Tapi, katanya lagi, Kalomba dapat dipelihara oleh manusia yang siap menanggung resiko. Konsekwensi dari memelihara Kalomba sangat berat. Jika Kalomba tidak diberi makan oleh majikan maka makhluk itu akan marah dan diyakini bisa menyantap majikannya sendiri. Waduhhh… ini yang lebih seram lagi ya

Kepada sang majikan, Kalomba bersedia dan nurut jika diperintahkan. Mulai dari sebagai jimat kekayaan atau pesugihan hingga membunuh, Kalomba mampu melakukannya. Bisa dikata, konon, Kalomba merupakan makhluk multifungsi. 

Kalomba juga merupakan makhluk yang tidak bisa beralih majikan. Kemanapun majikannya pergi, Kalomba selalu ikut. Kecuali majikannya meninggal dunia.

Kabarnya, makhluk ini memiliki kemiripan dengan legenda di pulau Jawa, yaitu Babi Ngepet. Hanya saja sosok Kalomba menyerupai Kambing. Sedangkan babi ngepet mirip seekor Babi.

Semoga tidak ada yang berkeinginan memelihara makhluk menyeramkan ini. 

Sigbin

Menurut dongeng, di Philipina, terdapat kemiripan mengenai makhluk Kalomba. hanya saja warga negara Philipina menyebutnya dengan sebutan Sigbin.

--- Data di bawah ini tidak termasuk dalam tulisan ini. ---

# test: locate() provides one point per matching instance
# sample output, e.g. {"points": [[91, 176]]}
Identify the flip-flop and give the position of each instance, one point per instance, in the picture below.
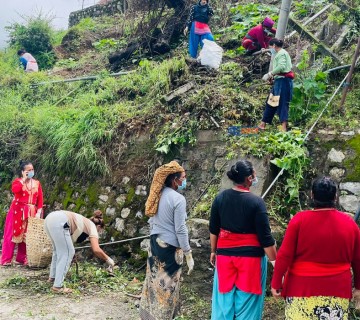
{"points": [[8, 264], [61, 290]]}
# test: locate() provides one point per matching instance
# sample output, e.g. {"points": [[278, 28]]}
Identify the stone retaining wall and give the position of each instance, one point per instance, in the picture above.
{"points": [[110, 8]]}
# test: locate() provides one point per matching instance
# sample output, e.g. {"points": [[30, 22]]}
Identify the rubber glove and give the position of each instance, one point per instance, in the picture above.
{"points": [[267, 77], [189, 261]]}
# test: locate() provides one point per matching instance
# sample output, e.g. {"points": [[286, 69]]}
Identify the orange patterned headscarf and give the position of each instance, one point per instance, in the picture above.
{"points": [[157, 185]]}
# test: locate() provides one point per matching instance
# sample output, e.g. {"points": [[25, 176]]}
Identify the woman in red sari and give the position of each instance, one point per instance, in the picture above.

Dilansir dari sebuah situs, Sigbin itu berbentuk Kambing, namun tidak bertanduk, mirip burung gagak reptile, atau sesuatu yang samar-samar yang mirip dengan makhluk legenda di Meksico yaitu Chupacabra.

Dimana sangat umum dengan semua gambaran bahwa kepalanya menggantung di antara kaki depannya yang lebih pendek dibandingkan kaki belakang.

Sigbin juga terkenal dengan cara berjalan mundur seperti Kepiting. Perbedaannya dengan Kalomba, Sigbin mempunyai ekor yang panjang seperti cambuk yang memancarkan bau busuk dan dua kaki seperti belalang di lehernya yang dapat membuatnya meloncat dengan jarak cukup jauh.

Mereka keluar pada malam hari untuk mencari anak-anak untuk dilahap, tetapi mereka menyimpan hati anak-anak itu untuk dijadikan jimat.

Kebanyakan cerita dan penampakan banyak berasal dari daerah Cebu, Philipina.

Pada tahun 2005 silam, seorang ilmuan dari Borneo, Kalimantan menemukan seekor “Karnivora yang mirip dengan Kucing dan rubah” dengan kaki belakang lebih panjang daripada kaki depan yang memperlihatkan gaya berjalan yang aneh dan penampilan fisik yang cocok dengan beberapa penjelasan dari Sigbin (ekor yang panjang, kaki depan pendek, dapat melompat dengan jarak jauh, karnivora).

Sampai saat ini belum ditemukan bukti nyata yang menyatakan apakah Kalomba adalah makhluk halus atau makhluk hidup. Yang jelas, sosok Kalomba sudah tak asing di telinga kita. Apalagi yang berdomisili di Sulawesi Tengah. Pastinya, makhluk kalomba masih merupakan mitos dan legenda yang tetap hidup dan kerap menjadi selentingan cerita.**

Riwayat Artikel:

penulis: Andi Sadam | referensi: dari berbagai sumber

Sejak 2013-2019, tulisan ini telah terbit di sejumlah media di Sulawesi Tengah—cetak maupun online.

Catatan:

Cerita ini diangkat semata-mata untuk  menggali tentang kebenaran serta keberadaan makhluk misterius yang disebut Kalomba, yang kini masih diyakini sekelompok orang. 

Sesungguhnya keyakinan pada khurafat dan mitos ini pada hakehatnya adalah pemikiran musyrik jahiliyyah. “Tidak ada suatu musibah pun yang menimpa seseorang kecuali dengan ijin Allah dan barangsiapa yang beriman kepada Allah niscaya Dia akan memberi petunjuk kepada hatinya. Dan Allah Maha Mengetahui segala sesuatu.